Specific heat capacity
The specific heat or heat capacity Cp denotes the amount of energy needed to heat one kilogram of a material exactly one Kelvin.
There are substances that have a high heat capacity and thus require a lot of energy to heat up, such as water, but also those that are relatively easy to heat, such as iron or lead. The determination of Cp is particularly interesting when it comes to energy distribution during heating, use of waste heat, heat storage, insulation or thermal resistance.
For almost all components, the Cp value is known today and is determined by default. Of course, this already starts in the development of materials, of which mostly only small samples exist.
By means of DSC, the specific heat can be determined on the basis of only a very small amount of sample by performing a measurement against a sapphire disk over the desired temperature range.
Sapphire is a material whose specific heat is very linear with temperature and therefore well suited as a calibration standard.
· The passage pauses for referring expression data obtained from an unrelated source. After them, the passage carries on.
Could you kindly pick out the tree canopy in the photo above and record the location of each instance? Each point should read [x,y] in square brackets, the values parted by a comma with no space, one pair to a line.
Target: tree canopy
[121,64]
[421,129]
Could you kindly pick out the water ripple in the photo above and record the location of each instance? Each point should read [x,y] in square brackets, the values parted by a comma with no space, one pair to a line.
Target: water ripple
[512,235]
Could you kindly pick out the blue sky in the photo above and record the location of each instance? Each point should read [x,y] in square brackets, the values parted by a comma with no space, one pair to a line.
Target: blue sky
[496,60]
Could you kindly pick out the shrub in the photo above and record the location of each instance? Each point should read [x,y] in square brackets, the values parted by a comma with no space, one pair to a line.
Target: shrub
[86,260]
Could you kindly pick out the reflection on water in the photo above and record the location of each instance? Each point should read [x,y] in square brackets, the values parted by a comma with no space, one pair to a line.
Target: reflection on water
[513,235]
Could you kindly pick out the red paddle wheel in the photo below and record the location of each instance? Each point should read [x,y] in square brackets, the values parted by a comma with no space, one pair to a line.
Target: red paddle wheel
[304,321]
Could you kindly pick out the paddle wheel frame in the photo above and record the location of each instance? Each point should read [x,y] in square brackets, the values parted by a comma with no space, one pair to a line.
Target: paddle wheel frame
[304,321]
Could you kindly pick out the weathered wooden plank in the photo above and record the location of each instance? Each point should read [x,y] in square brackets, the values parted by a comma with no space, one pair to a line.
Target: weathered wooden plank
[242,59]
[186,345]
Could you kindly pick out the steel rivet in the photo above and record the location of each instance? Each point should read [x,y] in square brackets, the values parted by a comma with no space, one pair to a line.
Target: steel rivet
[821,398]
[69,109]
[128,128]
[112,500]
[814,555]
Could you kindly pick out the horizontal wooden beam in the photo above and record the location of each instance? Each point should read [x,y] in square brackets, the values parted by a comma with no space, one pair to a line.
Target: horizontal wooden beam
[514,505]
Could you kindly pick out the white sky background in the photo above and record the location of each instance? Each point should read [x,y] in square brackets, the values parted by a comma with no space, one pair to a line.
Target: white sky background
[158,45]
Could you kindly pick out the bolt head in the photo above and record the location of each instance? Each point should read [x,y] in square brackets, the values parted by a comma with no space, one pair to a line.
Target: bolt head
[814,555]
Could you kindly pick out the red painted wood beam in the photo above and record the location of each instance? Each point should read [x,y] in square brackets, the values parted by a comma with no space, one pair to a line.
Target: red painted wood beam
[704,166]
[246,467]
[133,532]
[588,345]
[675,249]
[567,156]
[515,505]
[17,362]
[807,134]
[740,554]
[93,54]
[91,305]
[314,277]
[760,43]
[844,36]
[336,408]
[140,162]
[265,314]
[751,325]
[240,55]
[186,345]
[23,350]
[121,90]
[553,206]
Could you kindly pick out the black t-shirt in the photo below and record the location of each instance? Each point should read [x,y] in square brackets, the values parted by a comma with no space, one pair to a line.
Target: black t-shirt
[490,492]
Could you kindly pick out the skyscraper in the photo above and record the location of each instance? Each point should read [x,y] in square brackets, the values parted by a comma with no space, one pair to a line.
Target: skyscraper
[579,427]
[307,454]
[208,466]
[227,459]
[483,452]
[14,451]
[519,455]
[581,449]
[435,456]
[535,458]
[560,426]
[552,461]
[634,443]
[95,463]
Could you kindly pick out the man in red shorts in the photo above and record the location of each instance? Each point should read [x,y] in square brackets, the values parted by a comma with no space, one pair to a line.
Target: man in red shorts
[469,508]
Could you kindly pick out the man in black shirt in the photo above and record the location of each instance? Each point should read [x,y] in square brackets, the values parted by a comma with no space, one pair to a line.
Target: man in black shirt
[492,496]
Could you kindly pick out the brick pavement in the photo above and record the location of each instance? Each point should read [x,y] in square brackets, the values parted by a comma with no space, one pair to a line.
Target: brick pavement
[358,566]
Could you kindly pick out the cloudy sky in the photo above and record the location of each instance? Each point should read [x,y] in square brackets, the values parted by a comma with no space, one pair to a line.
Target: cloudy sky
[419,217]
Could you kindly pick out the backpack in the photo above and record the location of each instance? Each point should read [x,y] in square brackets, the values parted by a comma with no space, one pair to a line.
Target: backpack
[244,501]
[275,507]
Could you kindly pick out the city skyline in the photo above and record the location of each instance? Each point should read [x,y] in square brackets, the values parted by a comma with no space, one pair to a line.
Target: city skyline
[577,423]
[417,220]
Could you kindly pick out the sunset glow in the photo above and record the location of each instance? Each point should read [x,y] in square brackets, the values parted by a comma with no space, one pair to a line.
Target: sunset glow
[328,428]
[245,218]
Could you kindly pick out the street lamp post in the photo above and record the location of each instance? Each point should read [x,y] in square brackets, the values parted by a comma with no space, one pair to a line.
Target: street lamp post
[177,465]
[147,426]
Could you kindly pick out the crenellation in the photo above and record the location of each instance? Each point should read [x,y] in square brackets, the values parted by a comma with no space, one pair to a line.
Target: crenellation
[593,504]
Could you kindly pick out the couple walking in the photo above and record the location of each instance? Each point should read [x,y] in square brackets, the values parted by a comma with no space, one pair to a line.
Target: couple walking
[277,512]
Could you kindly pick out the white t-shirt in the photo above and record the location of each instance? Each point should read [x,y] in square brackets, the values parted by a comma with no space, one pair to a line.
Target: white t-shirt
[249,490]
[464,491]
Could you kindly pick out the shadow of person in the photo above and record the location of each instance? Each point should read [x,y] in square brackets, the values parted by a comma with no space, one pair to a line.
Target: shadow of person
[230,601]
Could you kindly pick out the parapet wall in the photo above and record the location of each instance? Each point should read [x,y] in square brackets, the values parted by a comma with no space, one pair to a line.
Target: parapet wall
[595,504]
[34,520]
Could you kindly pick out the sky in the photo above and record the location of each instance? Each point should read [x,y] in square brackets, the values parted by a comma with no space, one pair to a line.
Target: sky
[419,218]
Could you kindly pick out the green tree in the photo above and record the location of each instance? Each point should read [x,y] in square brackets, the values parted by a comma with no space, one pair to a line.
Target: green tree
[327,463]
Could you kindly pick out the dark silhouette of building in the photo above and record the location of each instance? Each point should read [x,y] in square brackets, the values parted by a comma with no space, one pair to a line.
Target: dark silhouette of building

In a Cp measurement, the sample to be examined is heated at a defined heating rate and the heat absorption of the sample is determined by comparison with the environment.
In the normal case, if the sample does not undergo phase transformation or reaction, then the sample temperature is always slightly lower than the ambient temperature or in this case the temperature of the crucible in which the sample is located. From this difference can then be calculated on the basis of the sapphire calibration, the exact amount of energy that has flowed during heating in the sample.